Century Indemnity and Pacific Employers are represented by John W. Burns of Dickie, McCamey & Chilcote in Pittsburgh and Leslie A. Davis, Leslie A. Epley and Mark D. Plevin of Crowell & Moring in Washington, D.C. Continental Casualty and Continental Insurance are represented by David C. Christian and Jason J. DeJonker of Seyfarth Shaw in Chicago, Cushing O. Condon and Andrew I. Mandelbaum of Ford, Marrin, Esposito, Witmeyer & Gleser in New York and David K. Rudov of Rudov & Stein in Pittsburgh. Fairchild is represented by Erik Sobkiewicz of Campbell & Levine in Pittsburgh and Zakarij O. Thomas of Buchanan Ingersoll & Rooney in Pittsburgh.
Great American is represented by Peter B. Ackerman of Crowell & Moring in Washington, Jeff D. Kahane and Russell W. Roten of Duane Morris in Los Angeles and Jeffrey W. Spear and Joel M. Walker of Duane Morris in Pittsburgh. Hartford and First State are represented by Steven Bennett, Craig Goldblatt, Caroline Rogus and Danielle M. Spinelli of Wilmer Cutler Pickering Hale & Dorr in Washington; Timothy K. Lewis, Eric T. Smith, Paul H. Titus and Robert J. Williams of Schnader Harrison Segal & Lewis in Pittsburgh; James P. Ruggeri of Shipman & Goodwin in Washington; and Sambhav N. Sankar of U.S. Department of Justice in Washington.

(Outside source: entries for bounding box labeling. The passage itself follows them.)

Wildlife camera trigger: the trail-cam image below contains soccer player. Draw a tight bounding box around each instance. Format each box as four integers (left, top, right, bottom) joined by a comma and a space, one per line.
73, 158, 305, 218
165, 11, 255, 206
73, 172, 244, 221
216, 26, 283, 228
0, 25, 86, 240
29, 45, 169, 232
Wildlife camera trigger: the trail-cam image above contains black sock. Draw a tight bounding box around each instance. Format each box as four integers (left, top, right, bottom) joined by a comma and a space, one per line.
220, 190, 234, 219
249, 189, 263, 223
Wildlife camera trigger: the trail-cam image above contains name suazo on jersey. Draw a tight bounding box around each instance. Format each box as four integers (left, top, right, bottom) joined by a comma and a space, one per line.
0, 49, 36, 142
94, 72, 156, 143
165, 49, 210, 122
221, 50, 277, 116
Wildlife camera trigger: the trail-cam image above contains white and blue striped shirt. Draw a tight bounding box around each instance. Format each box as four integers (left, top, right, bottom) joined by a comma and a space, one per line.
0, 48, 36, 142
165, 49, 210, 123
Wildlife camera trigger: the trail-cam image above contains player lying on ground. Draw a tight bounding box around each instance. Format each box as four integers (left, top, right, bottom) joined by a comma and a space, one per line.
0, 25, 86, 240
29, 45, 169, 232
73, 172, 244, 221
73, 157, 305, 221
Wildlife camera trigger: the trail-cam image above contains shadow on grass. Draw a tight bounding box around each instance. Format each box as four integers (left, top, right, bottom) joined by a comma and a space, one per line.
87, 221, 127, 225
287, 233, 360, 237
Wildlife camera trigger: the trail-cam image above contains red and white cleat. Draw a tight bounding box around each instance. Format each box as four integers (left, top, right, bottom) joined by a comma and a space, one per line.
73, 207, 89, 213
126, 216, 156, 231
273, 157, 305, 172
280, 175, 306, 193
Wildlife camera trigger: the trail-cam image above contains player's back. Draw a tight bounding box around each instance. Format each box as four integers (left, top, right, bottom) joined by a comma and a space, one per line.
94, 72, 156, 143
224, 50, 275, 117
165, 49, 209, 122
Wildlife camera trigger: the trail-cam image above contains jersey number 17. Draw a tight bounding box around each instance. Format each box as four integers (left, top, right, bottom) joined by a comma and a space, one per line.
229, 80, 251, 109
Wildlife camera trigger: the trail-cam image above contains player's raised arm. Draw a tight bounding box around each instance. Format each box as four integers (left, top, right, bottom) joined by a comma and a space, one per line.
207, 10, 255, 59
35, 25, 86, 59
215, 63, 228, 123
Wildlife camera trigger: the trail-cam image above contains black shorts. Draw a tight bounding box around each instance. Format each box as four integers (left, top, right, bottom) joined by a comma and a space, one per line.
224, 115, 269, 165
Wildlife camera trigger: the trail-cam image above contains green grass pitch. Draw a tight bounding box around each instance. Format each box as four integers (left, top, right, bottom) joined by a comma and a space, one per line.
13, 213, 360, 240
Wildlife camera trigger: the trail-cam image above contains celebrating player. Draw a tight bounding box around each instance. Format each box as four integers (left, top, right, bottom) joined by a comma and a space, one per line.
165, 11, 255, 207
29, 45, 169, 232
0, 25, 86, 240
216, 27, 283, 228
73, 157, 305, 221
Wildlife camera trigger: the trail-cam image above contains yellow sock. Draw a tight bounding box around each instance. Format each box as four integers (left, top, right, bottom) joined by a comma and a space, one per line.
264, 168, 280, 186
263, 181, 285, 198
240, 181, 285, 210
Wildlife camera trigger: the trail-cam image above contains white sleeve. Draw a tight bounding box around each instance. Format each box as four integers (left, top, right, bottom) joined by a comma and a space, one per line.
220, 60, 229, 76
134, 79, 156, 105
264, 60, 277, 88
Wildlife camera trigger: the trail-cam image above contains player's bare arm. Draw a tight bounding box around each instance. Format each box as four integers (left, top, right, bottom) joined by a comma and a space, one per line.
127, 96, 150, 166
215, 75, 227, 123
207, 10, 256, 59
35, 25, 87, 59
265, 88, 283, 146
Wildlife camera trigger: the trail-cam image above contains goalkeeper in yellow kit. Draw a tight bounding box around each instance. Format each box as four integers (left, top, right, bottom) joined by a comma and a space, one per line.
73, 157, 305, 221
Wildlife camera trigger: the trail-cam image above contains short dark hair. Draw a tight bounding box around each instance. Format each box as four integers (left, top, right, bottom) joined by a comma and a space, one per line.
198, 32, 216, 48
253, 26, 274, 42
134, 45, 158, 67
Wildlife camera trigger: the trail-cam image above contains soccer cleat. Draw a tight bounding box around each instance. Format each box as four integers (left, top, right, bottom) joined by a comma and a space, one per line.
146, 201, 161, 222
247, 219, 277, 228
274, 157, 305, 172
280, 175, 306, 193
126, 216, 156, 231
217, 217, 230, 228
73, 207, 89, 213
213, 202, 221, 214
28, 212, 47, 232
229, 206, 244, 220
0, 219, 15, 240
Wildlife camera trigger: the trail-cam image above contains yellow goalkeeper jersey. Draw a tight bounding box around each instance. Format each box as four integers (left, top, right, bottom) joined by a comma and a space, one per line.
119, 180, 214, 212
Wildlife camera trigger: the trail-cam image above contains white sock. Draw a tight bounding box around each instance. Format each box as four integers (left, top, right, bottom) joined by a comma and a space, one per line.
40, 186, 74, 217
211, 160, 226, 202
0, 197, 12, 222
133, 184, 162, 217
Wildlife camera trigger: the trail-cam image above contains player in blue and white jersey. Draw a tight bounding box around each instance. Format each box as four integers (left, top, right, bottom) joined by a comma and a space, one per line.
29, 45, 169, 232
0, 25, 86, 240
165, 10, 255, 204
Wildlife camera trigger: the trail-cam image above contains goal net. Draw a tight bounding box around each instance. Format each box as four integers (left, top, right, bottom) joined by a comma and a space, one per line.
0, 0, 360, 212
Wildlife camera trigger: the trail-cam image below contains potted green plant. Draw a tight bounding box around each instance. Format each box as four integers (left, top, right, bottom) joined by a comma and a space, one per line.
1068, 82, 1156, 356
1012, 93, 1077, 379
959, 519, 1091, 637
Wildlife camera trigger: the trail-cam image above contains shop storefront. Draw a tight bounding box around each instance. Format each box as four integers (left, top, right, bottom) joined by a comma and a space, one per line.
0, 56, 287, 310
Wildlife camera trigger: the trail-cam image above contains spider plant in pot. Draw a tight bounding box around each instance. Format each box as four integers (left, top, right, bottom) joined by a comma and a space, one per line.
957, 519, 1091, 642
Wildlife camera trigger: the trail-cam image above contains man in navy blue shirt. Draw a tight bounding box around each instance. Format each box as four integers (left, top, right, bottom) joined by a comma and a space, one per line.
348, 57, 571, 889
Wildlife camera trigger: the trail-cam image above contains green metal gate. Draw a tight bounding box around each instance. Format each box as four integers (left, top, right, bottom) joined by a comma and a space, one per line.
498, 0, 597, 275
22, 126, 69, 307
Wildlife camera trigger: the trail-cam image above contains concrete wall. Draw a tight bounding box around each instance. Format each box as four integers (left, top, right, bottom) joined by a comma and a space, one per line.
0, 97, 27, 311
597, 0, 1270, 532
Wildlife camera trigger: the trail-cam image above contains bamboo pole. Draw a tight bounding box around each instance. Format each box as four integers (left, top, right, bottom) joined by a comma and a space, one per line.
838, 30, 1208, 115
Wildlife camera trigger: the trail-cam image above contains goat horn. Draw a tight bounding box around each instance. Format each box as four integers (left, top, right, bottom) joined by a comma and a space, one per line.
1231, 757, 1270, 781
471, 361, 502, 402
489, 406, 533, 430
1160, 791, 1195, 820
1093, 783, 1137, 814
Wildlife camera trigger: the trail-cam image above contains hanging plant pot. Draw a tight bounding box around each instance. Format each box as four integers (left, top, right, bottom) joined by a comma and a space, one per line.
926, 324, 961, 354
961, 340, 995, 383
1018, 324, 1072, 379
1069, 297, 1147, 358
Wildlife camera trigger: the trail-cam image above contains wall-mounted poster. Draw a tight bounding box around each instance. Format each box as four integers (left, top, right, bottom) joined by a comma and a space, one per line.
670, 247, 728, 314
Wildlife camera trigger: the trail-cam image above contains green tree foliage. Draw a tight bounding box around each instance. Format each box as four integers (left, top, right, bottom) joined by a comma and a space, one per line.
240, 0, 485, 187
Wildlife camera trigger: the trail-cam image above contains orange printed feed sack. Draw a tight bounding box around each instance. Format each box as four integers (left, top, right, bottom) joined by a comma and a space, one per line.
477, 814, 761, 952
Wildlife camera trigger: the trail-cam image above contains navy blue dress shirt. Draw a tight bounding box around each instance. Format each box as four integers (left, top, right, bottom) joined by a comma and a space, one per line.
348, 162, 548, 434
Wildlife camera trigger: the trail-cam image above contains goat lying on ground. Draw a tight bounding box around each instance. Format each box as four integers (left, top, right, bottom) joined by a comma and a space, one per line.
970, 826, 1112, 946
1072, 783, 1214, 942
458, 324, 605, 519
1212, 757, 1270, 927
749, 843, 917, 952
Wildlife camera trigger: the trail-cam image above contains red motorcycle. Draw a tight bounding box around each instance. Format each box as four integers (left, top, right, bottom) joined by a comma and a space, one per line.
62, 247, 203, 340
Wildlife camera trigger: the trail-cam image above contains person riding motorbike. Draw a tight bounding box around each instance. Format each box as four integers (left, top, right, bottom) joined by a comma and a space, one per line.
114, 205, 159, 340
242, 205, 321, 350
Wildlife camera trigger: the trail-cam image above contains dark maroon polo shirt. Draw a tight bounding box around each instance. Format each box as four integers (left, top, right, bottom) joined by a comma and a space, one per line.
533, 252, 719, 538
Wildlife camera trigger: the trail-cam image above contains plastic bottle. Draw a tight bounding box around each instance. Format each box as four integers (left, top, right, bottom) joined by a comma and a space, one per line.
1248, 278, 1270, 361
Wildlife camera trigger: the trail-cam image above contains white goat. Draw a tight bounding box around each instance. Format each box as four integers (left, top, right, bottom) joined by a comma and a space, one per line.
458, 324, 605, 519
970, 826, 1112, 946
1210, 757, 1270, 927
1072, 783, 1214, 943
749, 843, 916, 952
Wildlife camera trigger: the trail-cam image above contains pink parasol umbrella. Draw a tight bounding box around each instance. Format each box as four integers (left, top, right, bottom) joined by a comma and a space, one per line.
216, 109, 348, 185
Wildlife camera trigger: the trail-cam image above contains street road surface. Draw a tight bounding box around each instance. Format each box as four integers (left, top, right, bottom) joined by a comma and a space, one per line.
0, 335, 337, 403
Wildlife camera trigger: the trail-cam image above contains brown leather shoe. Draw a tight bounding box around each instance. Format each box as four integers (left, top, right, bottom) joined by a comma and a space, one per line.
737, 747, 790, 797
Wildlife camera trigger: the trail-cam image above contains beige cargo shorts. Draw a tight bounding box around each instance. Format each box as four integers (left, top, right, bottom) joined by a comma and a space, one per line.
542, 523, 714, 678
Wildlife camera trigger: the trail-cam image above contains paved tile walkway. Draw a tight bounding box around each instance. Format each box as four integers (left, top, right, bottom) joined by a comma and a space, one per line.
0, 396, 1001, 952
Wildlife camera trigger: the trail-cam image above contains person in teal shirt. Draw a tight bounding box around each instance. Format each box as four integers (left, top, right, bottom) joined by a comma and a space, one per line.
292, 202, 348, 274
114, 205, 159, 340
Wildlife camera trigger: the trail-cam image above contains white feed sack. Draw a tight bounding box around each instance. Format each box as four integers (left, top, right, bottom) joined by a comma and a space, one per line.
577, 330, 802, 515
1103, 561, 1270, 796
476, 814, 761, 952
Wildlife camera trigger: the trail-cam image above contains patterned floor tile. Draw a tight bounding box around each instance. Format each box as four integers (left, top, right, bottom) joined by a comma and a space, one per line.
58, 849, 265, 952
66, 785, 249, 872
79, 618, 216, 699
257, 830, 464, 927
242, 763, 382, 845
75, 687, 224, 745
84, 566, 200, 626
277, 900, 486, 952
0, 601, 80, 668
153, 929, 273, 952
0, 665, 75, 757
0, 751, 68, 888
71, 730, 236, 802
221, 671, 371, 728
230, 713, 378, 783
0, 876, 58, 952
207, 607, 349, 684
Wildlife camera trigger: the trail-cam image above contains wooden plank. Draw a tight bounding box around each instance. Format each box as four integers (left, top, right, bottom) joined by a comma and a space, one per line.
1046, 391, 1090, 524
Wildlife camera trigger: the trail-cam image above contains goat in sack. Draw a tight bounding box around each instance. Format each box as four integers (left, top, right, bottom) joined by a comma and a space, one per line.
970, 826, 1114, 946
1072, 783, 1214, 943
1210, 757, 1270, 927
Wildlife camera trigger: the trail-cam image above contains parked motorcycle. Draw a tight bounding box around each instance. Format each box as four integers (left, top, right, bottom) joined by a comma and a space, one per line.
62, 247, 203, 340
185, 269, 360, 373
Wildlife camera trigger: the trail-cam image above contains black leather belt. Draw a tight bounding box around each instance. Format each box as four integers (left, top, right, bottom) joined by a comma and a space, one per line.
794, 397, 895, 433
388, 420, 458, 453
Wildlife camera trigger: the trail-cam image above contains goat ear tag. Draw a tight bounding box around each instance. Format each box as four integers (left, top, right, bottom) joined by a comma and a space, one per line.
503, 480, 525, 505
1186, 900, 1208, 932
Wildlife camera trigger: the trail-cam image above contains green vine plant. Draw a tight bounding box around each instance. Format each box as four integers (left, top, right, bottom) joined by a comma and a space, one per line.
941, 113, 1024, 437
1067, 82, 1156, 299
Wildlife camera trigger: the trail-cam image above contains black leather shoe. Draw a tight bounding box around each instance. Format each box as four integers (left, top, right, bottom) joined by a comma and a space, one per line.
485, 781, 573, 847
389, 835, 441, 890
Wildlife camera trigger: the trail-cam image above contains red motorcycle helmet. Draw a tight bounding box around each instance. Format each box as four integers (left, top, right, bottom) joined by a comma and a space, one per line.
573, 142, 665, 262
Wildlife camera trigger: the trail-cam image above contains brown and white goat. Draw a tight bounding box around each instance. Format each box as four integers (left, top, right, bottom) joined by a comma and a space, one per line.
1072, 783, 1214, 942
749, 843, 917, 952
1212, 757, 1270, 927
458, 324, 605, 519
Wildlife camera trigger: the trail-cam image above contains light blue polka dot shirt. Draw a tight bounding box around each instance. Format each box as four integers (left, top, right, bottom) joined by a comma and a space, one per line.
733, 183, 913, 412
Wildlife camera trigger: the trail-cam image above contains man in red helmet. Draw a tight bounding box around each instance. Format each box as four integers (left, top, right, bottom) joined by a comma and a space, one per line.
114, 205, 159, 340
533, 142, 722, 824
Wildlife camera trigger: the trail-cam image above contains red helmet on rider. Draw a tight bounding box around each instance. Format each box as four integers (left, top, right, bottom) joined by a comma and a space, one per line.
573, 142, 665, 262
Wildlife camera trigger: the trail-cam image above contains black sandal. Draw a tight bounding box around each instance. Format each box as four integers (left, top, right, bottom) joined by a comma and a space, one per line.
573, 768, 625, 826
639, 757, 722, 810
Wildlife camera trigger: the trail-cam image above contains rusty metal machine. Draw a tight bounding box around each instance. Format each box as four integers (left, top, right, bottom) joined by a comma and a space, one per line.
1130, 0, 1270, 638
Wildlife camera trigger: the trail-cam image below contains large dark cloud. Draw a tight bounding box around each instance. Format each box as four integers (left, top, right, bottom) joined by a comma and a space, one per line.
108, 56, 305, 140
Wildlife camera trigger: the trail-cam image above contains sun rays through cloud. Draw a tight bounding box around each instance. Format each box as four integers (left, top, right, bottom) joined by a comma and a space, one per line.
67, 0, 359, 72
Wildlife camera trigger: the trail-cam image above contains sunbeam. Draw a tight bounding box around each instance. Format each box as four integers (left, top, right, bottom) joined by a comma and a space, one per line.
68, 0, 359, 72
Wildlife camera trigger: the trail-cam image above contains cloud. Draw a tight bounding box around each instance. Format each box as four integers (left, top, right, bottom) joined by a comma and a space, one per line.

National Union is represented by Greg Bernhard, Michael S. Davis and Yoav M. Griver of Zeichner, Ellman & Krause in New York and Beverly W. Manne and Michael A. Shiner of Tucker Arensberg in Pittsburgh. Fireman's Fund is represented by Robert A. Arcovio and Kyle T. McGee of Margolis Edelstein in Pittsburgh, Leslie A. Epley and Mark D. Plevin of Crowell & Moring in Washington and Michael A. Kotula and Lawrence A. Levy of Rivkin Radler in Uniondale. Liberty Mutual is represented by Alan S. Miller of Picadio, Sneath, Miller & Norton in Pittsburgh and Robert B. Millner of SNR Denton US in Chicago. Hartford is represented by Craig Goldblatt and Danielle M. Spinelli of Wlmer Cutler Pickering Hale & Dorr in Washington and Robert J. Williams of Schnader Harrison Segal & Lewis in Pittsburgh.
The Official Committee of Unsecured Creditors is represented by Kimberly A. Coleman and John M. Steiner of Leech, Tishman, Fuscaldo & Lampl in Pittsburgh. The FCR is represented by Robert S. Bernstein of Bernstein Law Firm in Pittsburgh. The Maritime Asbestosis Legal Clinic is represented by Erik Sobkiewicz of Campbell & Levine in Pittsburgh. Sikirica of Gibsonia, Pa., is pro se.